NUMBERS: Around 10m Filipinos live overseas, but those OFWs registered with the government represent only a small fraction, 1.47m in 2010. 4.42m are estimated to have permanently emigrated – mostly to the US, Canada, or Australia – while the rest are undocumented or irregular migrant workers. In total, the overseas contingent makes up over 10% of the population, and their remittances amount to approximately 10% of GDP. But the effect of this temporary migration is larger – since OFWs come disproportionately from the country’s lower and lower-middle classes, remittances help mitigate unemployment and help pay for food and rent among families of OFWs. This would explain why consumption growth held steady at 2-4% even during the Asian financial crisis, when consumption in its neighbours plummeted over 5%.
WORKER TYPES: Filipinos work in many countries overseas, but primarily in the Middle East, which accounted for over 60% of newly deployed land-based workers in 2010. Almost half work in the service sector, while another 35% are production workers. The skill intensity has actually declined since 2004, with the share of professional, medical, or technical workers dropping from 33% to 12%. In addition to being disconnected from their families during long multi-year deployments, Filipino migrant workers can also face issues like non-payment of wages and physical abuse. A majority of temporary workers are not officially registered as OFWs, often being hired through shady recruitment agencies or illegally working on tourist visas. This illegal status can make them beholden to their employers or recruiters, and many Filipinos arrested in the Middle East languish in jails even after their sentence is complete, due to a lack of rights.
The Philippines maintains a number of government agencies to promote and regulate the OFW trade, cracking down on unscrupulous recruiters and banning deployment to states with unsavoury labour practices.
In November 2011, for example, the Philippines declared 41 countries off-limits to OFWs, although the policy did not affect countries with large stocks of Filipinos at present. Moreover, some have concerns the ban will just push workers to go to these countries illegally.
RISKS: The dependence upon OFWs to provide revenue and mitigate poverty leaves the Philippines open to external shocks over which the government has little control.

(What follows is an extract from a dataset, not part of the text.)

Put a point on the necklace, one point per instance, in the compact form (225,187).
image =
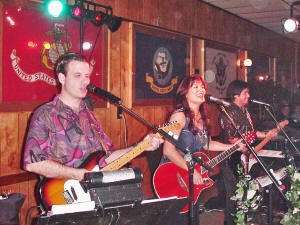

For example, disruption due to the Arab uprisings that began in 2011 has affected some 10% of OFWs, according to the Philippines Overseas Employment Administration. Moreover, campaigns to increase the employment of local workers could result in sudden joblessness for Filipinos. The 2011 “Saudiisation” law in Saudi Arabia, which mandates 10% local participation in the labour force of construction companies and 70% of financial companies, could endanger the $1.5bn in annual remittance flows from that country alone. The government has set aside P50m ($1.14m) to retrain and find jobs for returning migrants, but migrant rights groups have accused it still of being “in denial” over the impact of programs like Saudiisation.
One mechanism for overcoming the competitive disadvantages of remittances is to turn these inflows into a sort of investment. The Philippines’ OFW Reintegration Programme, which provides loans out of a P2bn ($45.4m) fund to returning OFWs, attempts to put the skills and capital accumulated by overseas workers to use in growing and developing the domestic economy.